Testing for serial correlation
The important thing for the instrument set in Arellano–Bond to work is that
[begin{equation}
Eleft( Delta y_{i(t-j)} Delta varepsilon_{it} right) = 0 quad j geq 2
end{equation}]
We will take a look at these situations in Stata utilizing estat abond. In essence, the differenced unobserved time-invariant part must be unrelated to the second lag of the dependent variable and the lags thereafter. If this isn’t the case, we’re again to the preliminary drawback, endogeneity. Once more, a little bit of math will assist us perceive what’s going on.
All is properly if
[begin{equation}
Delta varepsilon_{it} = Delta nu_{it}
end{equation}]
The unobservable is serially correlated of order 1 however not serially correlated of orders 2 or past.
However we’re in bother if
[begin{equation}
Delta varepsilon_{it} = Delta nu_{it} + Delta nu_{i(t-1)}
end{equation}]
The second lag of the dependent variable can be associated to the differenced time-varying part (Delta varepsilon_{it}).
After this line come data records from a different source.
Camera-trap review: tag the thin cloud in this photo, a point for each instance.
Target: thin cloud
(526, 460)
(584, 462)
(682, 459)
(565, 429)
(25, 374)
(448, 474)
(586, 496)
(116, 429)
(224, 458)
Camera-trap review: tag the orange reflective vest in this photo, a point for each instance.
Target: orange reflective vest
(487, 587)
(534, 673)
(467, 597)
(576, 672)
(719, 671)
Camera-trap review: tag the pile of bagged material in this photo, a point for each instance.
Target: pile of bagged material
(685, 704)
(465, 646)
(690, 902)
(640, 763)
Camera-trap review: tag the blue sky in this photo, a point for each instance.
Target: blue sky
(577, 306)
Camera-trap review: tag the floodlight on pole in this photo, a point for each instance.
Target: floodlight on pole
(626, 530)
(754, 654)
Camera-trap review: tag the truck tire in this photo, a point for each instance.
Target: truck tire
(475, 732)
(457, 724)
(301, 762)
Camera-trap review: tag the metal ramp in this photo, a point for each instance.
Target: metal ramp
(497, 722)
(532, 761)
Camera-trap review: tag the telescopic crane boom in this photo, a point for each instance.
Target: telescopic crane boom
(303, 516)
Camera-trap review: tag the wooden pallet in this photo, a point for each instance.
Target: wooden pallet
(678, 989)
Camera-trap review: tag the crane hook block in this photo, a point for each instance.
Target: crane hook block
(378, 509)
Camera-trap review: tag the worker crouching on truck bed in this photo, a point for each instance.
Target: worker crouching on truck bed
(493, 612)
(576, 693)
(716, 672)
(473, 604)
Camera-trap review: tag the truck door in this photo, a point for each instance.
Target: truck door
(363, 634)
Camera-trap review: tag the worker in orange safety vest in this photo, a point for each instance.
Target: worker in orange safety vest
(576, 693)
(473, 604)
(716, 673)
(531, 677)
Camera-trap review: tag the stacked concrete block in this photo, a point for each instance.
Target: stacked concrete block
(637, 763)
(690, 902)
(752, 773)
One other manner of claiming that is that the differenced time-varying unobserved part is serially correlated with an order larger than 1.
estat abond offers a take a look at for the serial correlation construction. For the instance above,
. estat abond Arellano-Bond take a look at for zero autocorrelation in first-differenced errors +-----------------------+ |Order | z Prob > z| |------+----------------| | 1 |-22.975 0.0000 | | 2 |-.36763 0.7132 | +-----------------------+ H0: no autocorrelation
We reject no autocorrelation of order 1 and can’t reject no autocorrelation of order 2. There’s proof that the Arellano–Bond mannequin assumptions are glad. If this weren’t the case, we must search for totally different devices. Primarily, we must match a distinct dynamic mannequin. That is what the xtdpd command permits us to do, however it’s past the scope of this put up.
Parting phrases
Dynamic panel-data fashions present a helpful analysis framework. On this put up, I touched on the interpretation of a few outcomes from estimation and postestimation from xtabond that can assist you to perceive your output.